If the Tories have any courage and strategic intelligence left, they should capitalise on this evidence that Mr Blair is on the back foot. They should vote against foundation hospitals as a charade, and trump the Prime Minister by announcing the very decentralisation reform that he would have us believe he is pushing.

For Mr Blair and Mr Milburn have has now given the Tories a priceless rhetorical gift. They have said they want to end the NHS monolith, free up the hospitals and put professionals and the public in the driving seat instead.

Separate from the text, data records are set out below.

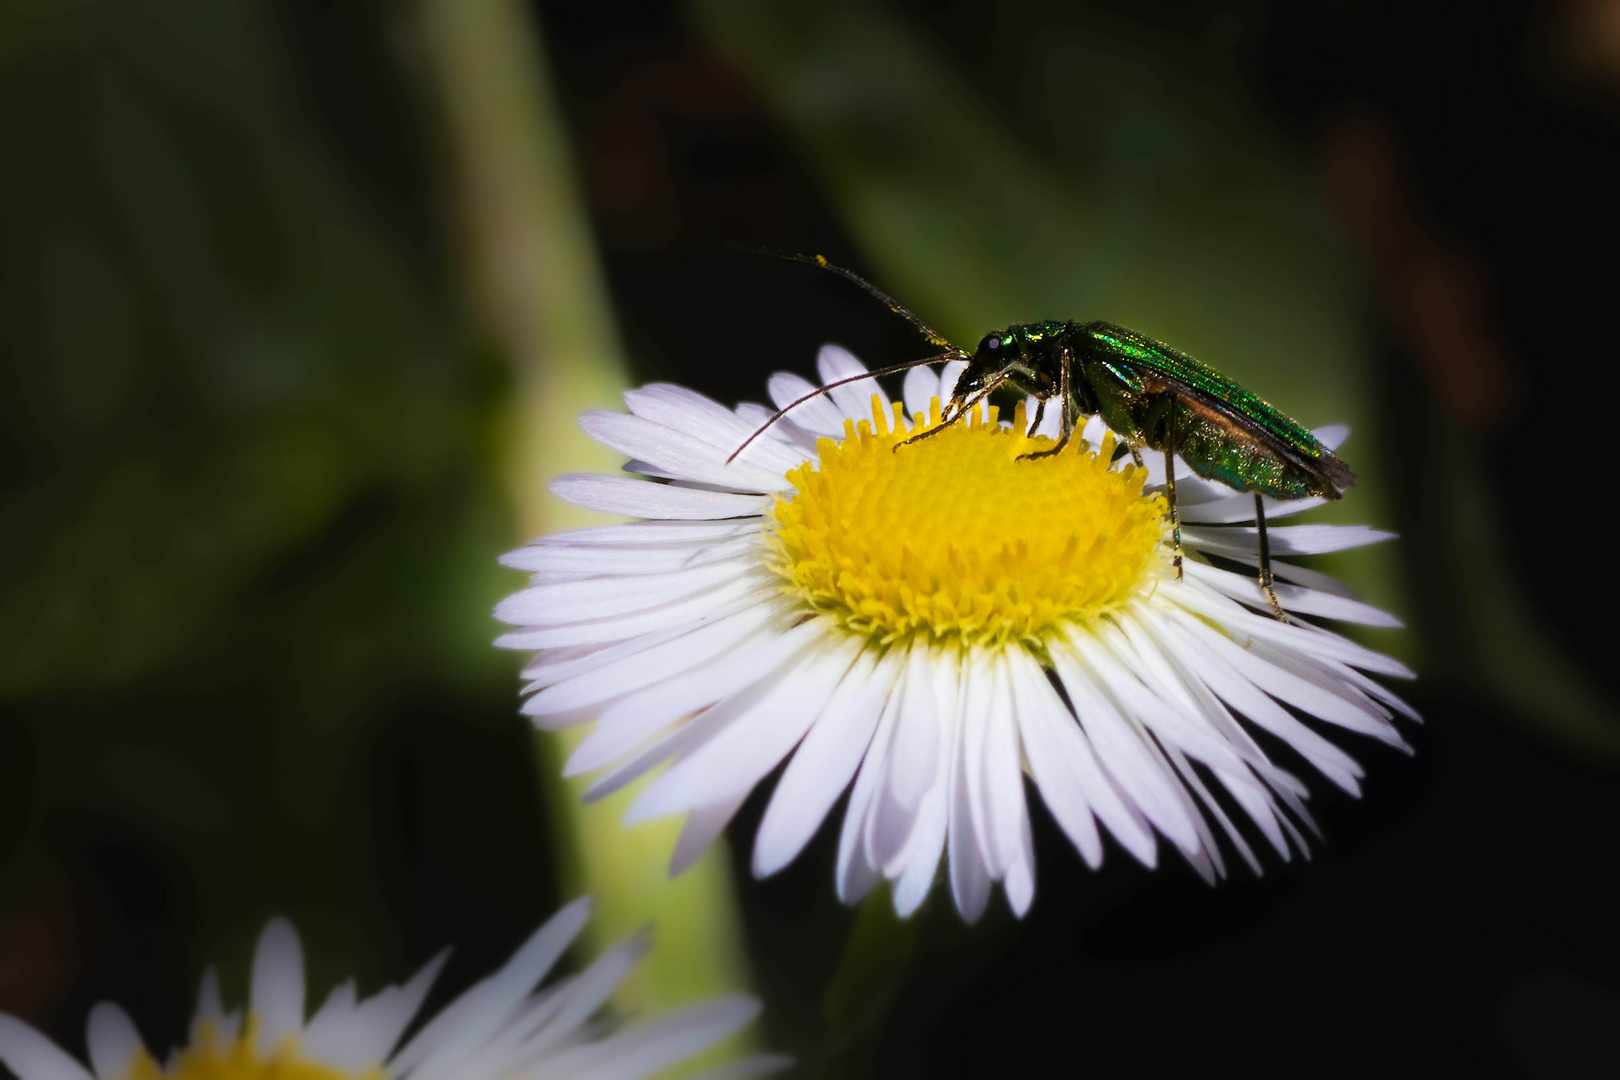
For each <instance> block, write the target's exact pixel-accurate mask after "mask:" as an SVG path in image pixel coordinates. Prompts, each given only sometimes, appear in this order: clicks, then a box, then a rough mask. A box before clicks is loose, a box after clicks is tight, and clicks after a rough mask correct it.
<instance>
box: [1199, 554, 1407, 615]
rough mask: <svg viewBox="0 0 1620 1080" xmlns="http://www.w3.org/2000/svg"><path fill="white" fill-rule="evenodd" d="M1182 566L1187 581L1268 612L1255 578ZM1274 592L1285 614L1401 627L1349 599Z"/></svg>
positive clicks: (1305, 593)
mask: <svg viewBox="0 0 1620 1080" xmlns="http://www.w3.org/2000/svg"><path fill="white" fill-rule="evenodd" d="M1184 565H1186V573H1187V576H1189V578H1196V580H1199V581H1204V583H1205V585H1209V586H1210V588H1213V589H1217V591H1218V593H1221V594H1223V596H1230V597H1233V599H1234V601H1239V602H1243V604H1247V606H1249V607H1255V609H1262V610H1270V606H1272V602H1270V601H1268V599H1267V597H1265V593H1264V591H1260V583H1259V581H1257V580H1255V578H1251V576H1247V575H1238V573H1231V572H1230V570H1221V568H1218V567H1209V565H1205V563H1200V562H1197V560H1192V559H1187V560H1186V563H1184ZM1275 589H1277V601H1278V602H1280V604H1281V606H1283V610H1288V612H1296V614H1301V615H1324V617H1327V619H1338V620H1341V622H1358V623H1362V625H1366V627H1400V625H1401V620H1400V619H1396V617H1395V615H1390V614H1388V612H1382V610H1379V609H1377V607H1372V606H1371V604H1362V602H1361V601H1353V599H1349V597H1348V596H1335V594H1332V593H1317V591H1315V589H1304V588H1299V586H1298V585H1281V583H1277V586H1275Z"/></svg>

Until now, the Tories have been paralysed by Labour’s jibe that any fundamental health care reform the Tories propose is a plot to dismantle the NHS. But since that is precisely what the government now says it [ital] is doing, this weapon has been largely drained of its poison. This is the opportunity for the Tories to bring forward a monolith-busting programme that lives up to its billing.

Mr Blair assumes that the Tory lion is not dead but merely sleeping. Many others think it has all but breathed its last under Iain Duncan Smith. If the Tory leader is to prove them wrong and capitalise on the weakness that the Prime Minister himself has so clearly signalled, it is imperative that he raises his game immediately.

Can he do so? The signs are not auspicious. But even the cowardly lion of Oz eventually found his roar.